Quindi non c’è motivo per cui le caratteristiche dei soci debbano incidere sulla possibilità dello studio associato di accedere al contributo.

L’infondatezza della ricostruzione dell’Agenzia delle Entrate risulta ancora più evidente ove si confronti la risposta sugli studi associati (n. 2.10) con la successiva risposta relativa alla possibilità per una società artigiana (sas) con soci professionisti iscritti alla Gestione separata di beneficiare del sussidio.
Secondo l’Agenzia, in tutte le ipotesi in cui i soggetti di cui al comma 2 dell’art. 25 (soggetti esclusi dal contributo) risultano essere soci di una società commerciale, quest’ultima avrà comunque diritto di fruire del contributo a fondo perduto, sussistendone gli ulteriori requisiti.
Al pari dello studio associato, tuttavia la sas non è dotata di autonomia giuridica ed è un centro di imputazione di situazioni giuridiche soggettive.

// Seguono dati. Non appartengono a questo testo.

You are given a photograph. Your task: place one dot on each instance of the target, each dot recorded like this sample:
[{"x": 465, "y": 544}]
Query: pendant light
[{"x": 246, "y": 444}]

Quindi delle due l’una: o è errata la prima tesi in base alla quale gli studi associati non hanno diritto al contributo o è errata la seconda, in quanto la natura giuridica della sas è, ai fini in esame, assimilabile a quella dello studio associato.

Altro intervento sui presupposti soggettivi che suscita perplessità è quello relativo alle società in liquidazione.
Secondo l’Agenzia, dal momento che l’attività delle imprese in liquidazione è generalmente finalizzata al realizzo delle attività aziendali, in tutte le ipotesi in cui la fase di liquidazione è già stata avviata alla data di dichiarazione dello stato di emergenza (31 gennaio 2020) non sarebbe consentito di fruire del contributo in esame, in quanto l’attività ordinaria risulterebbe interrotta in ragione di eventi diversi da quelli causati dall’emergenza epidemiologica.
Nel caso in cui, invece, la liquidazione sia stata avviata successivamente al 31 gennaio 2020, sarà possibile fruire del contributo, “considerata la ratio legis della disposizione normativa”.

Ora, considerato che per stessa ammissione dell’Agenzia delle Entrate la finalità della norma è quella di compensare, almeno in parte, i gravi effetti economici e finanziari che hanno subito determinate categorie di operatori economici a seguito della pandemia (circ. n. 15/2020), non si comprende per quale ragione chi ha deliberato la liquidazione il 2 dicembre 2019 debba essere penalizzato rispetto a chi vi ha provveduto il 3 febbraio 2020, considerando che la tesi proposta prescinde dalle cause concrete della liquidazione e non tiene conto del fatto che la liquidazione medesima può essere revocata.

Esistono già due significativi limiti diretti a evitare che il contributo vada a imprese senza prospettive di continuità.

Il primo è che l’attività non deve essere cessata alla data di presentazione della domanda (art. 25 comma 2 del DL 34/2020), il secondo è che l’impresa non si doveva trovare già in difficoltà al 31 dicembre 2019 (Comunicazione Commissione europea 29 giugno 2020 n. 4509). Andare oltre a queste condizioni, peraltro introducendo ulteriori riferimenti temporali, è una scelta che andrebbe seriamente riponderata.